Library: | smoother |
See also: | denxest denci dencb denrot denbwsel denestp |
Quantlet: | denest | |
Description: | estimates a univariate density by kernel density estimation. The computation uses WARPing. |
Usage: | fh = denest(x {,h {,K} {,d} }) | |
Input: | ||
x | n x 1 vector, the data. | |
h | scalar, bandwidth. If not given, the rule of thumb bandwidth computed by denrot is used (Silverman's rule of thumb). | |
K | string, kernel function on [-1,1] or Gaussian kernel "gau". If not given, the Quartic kernel "qua" is used. | |
d | scalar, discretization binwidth. d must be smaller than h. If not given, the minimum of h/3 and (max(x)-min(x))/100 is used. | |
Output: | ||
fh | m x 2 matrix, the first column is a grid and the second column contains the density estimate on that grid. |
library("smoother") library("plot") ; mu = 10 si = 5 x = si*normal(200)+mu ; generate data ; fh = denest(x) ; estimate density f = sort(x~pdfn((x-mu)/si)/si) ; true density ; ; fh = setmask(fh,"line","blue") f = setmask(f ,"line","black","thin") plot(f,fh) ; graph functions
The density estimate (blue) for a normal distribution with mean mu=10, standard deviation si=5 is pictured using Quartic kernel (default) and Silverman's rule-of-thumb bandwidth (default), together with the true density (thin black).

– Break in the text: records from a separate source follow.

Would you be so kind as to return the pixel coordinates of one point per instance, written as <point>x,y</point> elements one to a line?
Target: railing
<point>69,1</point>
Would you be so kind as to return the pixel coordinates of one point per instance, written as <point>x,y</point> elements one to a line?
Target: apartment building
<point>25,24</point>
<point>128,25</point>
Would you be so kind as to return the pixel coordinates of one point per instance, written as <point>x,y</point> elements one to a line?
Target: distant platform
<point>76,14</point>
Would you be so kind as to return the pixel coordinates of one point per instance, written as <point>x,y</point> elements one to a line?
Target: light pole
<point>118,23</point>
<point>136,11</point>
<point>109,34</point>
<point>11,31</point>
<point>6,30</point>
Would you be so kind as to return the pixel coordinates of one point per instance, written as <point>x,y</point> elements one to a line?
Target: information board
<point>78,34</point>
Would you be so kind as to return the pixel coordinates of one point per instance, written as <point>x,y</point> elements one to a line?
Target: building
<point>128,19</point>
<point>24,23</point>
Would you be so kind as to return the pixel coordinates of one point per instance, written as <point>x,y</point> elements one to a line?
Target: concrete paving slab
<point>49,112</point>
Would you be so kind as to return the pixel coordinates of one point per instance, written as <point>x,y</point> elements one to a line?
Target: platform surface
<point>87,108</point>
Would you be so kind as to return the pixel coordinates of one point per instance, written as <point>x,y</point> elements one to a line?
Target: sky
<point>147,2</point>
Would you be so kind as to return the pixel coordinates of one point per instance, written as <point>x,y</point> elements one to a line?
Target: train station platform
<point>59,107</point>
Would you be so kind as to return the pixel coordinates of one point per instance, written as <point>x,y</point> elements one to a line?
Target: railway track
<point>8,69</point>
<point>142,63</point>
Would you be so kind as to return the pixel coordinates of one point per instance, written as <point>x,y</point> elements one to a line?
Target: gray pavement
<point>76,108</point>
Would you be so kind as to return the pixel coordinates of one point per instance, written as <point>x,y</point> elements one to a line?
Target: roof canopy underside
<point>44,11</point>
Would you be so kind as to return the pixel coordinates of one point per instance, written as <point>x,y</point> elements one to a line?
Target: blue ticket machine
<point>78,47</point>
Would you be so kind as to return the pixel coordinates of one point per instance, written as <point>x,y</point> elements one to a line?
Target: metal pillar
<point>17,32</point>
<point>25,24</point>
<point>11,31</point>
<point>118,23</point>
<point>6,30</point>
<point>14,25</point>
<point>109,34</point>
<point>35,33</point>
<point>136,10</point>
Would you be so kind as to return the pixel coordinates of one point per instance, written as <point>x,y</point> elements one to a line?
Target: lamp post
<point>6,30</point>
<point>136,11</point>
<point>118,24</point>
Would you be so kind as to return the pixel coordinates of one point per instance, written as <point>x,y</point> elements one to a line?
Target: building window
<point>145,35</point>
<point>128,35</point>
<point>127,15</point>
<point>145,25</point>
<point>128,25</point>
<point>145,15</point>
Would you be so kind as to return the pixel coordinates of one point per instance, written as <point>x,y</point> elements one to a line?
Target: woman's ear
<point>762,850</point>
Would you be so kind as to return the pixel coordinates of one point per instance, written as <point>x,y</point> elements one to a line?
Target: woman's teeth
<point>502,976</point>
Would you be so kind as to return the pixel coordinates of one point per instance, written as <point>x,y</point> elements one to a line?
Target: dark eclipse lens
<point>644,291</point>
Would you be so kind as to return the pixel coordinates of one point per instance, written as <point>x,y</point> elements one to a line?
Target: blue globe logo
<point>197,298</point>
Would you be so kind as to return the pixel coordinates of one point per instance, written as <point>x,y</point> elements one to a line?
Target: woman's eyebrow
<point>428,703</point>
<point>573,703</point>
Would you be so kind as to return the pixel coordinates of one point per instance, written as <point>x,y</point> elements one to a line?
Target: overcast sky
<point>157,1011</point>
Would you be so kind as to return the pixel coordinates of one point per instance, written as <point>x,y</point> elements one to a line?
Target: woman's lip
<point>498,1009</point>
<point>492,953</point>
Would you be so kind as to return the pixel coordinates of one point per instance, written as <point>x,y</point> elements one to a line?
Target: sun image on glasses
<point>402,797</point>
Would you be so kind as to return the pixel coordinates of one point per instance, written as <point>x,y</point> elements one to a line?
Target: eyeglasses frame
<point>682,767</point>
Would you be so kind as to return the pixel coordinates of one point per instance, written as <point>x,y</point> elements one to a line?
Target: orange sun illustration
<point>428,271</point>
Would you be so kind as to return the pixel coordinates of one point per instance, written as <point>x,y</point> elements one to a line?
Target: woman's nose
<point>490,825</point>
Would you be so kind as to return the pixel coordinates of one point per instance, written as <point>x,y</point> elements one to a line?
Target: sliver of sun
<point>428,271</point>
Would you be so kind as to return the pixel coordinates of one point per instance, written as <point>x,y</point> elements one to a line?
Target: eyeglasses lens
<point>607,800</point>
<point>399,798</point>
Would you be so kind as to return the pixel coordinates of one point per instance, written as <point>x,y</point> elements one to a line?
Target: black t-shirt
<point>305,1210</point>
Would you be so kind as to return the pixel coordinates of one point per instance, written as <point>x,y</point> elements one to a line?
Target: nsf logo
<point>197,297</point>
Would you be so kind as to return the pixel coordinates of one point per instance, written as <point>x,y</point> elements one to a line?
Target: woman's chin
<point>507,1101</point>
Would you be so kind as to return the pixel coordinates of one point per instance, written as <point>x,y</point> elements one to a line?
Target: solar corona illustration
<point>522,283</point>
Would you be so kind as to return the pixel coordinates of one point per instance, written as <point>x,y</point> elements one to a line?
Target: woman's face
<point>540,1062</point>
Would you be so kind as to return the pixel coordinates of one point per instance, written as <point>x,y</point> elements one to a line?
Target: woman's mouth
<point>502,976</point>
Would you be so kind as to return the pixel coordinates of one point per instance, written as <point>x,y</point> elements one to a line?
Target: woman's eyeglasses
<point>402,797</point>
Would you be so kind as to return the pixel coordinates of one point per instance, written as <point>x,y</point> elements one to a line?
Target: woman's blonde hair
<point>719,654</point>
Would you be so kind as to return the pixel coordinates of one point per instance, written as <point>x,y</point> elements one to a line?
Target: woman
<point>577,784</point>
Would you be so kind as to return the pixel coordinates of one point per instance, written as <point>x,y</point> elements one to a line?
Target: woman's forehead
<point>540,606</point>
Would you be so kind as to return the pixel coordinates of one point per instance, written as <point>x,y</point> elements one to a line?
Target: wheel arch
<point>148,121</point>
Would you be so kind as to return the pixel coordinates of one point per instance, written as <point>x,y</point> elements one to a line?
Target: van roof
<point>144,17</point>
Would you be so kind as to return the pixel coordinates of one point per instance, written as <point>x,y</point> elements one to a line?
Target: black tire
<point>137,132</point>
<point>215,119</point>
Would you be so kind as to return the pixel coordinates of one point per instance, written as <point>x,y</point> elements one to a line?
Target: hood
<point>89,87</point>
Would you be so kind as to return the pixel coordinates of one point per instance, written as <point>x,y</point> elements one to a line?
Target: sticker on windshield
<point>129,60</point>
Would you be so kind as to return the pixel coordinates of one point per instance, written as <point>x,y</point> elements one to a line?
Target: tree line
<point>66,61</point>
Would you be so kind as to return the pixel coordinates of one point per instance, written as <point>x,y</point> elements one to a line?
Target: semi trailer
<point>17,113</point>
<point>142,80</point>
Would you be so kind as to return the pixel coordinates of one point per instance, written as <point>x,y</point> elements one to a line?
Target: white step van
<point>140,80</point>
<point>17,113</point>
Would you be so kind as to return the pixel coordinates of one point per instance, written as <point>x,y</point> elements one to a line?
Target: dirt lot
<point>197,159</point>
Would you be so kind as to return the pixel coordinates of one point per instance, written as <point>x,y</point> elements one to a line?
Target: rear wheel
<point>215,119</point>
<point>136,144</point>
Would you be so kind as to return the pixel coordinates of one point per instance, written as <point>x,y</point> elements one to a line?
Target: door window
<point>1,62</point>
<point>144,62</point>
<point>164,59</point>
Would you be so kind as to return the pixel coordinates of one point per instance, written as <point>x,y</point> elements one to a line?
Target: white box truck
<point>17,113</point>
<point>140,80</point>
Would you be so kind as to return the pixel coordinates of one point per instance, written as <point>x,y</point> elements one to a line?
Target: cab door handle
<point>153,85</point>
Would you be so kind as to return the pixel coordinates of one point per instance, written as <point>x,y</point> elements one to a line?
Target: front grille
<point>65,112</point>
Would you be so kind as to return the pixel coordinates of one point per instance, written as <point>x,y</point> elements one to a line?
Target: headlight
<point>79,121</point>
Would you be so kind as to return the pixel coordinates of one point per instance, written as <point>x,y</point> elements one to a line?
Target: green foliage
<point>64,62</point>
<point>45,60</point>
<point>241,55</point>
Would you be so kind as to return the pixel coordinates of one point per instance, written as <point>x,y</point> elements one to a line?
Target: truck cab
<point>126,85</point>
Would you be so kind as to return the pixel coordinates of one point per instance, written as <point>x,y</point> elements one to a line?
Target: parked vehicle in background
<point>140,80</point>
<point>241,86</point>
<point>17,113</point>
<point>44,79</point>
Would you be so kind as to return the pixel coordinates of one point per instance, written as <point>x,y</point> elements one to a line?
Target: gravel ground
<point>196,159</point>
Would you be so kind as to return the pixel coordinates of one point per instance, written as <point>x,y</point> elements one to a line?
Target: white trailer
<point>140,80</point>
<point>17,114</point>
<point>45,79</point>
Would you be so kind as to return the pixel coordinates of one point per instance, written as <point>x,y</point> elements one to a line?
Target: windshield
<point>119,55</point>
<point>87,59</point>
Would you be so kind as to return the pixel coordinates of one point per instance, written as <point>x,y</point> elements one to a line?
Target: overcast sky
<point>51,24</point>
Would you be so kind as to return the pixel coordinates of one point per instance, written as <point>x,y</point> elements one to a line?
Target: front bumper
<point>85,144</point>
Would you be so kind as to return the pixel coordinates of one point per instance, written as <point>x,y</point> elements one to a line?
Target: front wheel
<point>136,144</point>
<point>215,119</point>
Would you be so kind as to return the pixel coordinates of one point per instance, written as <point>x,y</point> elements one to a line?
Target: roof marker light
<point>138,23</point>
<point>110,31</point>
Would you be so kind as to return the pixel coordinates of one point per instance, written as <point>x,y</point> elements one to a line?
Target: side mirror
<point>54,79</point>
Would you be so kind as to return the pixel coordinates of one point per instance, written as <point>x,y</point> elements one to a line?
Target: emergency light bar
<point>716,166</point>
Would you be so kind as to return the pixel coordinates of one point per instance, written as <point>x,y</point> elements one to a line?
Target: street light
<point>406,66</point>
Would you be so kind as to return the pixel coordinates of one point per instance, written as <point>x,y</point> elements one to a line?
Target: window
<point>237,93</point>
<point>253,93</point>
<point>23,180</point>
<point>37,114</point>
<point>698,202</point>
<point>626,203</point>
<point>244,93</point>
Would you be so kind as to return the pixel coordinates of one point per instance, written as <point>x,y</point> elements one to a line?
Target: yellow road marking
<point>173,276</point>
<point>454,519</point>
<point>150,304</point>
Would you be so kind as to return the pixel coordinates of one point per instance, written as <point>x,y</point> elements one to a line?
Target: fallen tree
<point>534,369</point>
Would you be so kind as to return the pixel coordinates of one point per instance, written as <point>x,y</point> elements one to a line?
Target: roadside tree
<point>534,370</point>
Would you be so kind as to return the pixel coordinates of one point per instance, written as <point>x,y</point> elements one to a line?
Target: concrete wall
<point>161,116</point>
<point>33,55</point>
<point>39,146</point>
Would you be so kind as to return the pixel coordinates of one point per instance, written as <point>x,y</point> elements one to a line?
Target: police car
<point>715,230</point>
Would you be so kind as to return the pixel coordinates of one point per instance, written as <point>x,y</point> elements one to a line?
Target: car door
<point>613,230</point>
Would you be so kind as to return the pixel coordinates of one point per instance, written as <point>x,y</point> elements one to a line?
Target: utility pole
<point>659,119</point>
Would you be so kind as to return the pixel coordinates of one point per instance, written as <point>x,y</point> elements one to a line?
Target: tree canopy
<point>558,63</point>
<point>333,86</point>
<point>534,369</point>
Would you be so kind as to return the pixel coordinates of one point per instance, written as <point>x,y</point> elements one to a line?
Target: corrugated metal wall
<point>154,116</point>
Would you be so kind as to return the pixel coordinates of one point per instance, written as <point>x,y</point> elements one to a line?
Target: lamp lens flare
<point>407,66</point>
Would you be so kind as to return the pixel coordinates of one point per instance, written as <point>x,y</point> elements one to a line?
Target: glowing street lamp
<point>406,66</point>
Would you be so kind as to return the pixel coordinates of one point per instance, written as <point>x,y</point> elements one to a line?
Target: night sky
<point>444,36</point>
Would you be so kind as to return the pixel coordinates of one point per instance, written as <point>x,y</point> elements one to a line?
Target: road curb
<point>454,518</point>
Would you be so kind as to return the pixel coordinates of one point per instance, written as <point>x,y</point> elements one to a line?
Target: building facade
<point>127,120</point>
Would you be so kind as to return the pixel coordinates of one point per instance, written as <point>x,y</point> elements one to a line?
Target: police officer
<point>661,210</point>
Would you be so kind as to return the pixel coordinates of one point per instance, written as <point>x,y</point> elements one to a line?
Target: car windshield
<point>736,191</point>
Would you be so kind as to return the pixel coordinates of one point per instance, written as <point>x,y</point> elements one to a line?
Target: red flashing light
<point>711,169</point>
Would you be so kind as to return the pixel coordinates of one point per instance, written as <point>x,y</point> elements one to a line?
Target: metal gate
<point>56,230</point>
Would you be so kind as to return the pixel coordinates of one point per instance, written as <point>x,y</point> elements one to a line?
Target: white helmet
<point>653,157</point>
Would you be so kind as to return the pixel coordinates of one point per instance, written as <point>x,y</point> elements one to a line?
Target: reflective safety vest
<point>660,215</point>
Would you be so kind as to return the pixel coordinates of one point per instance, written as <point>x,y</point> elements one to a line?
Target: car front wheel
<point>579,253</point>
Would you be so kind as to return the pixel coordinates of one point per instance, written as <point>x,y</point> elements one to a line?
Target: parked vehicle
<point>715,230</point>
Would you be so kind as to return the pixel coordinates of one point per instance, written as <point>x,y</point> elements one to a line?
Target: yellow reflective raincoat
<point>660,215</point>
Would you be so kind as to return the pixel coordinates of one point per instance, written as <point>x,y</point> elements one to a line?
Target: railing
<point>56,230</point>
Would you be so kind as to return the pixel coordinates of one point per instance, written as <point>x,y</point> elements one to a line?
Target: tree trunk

library("smoother") library("plot") ; mu = 10 si = 5 x = si*normal(200)+mu ; generate data ; fhe= denest(x,3,"epa") ; estimate density fhu= denest(x,3,"uni") ; estimate density f = sort(x~pdfn((x-mu)/si)/si) ; true density ; fhe= setmask(fhe,"line","green") fhu= setmask(fhu,"line","red") f = setmask(f ,"line","black","thin") plot(f,fhu,fhe) ; graph functions
The density estimate using the Epanechnikov kernel (green) is compared to the density estimate using the Uniform kernel (red) and the true density (thin black). In both cases, bandwidth h=3 is used.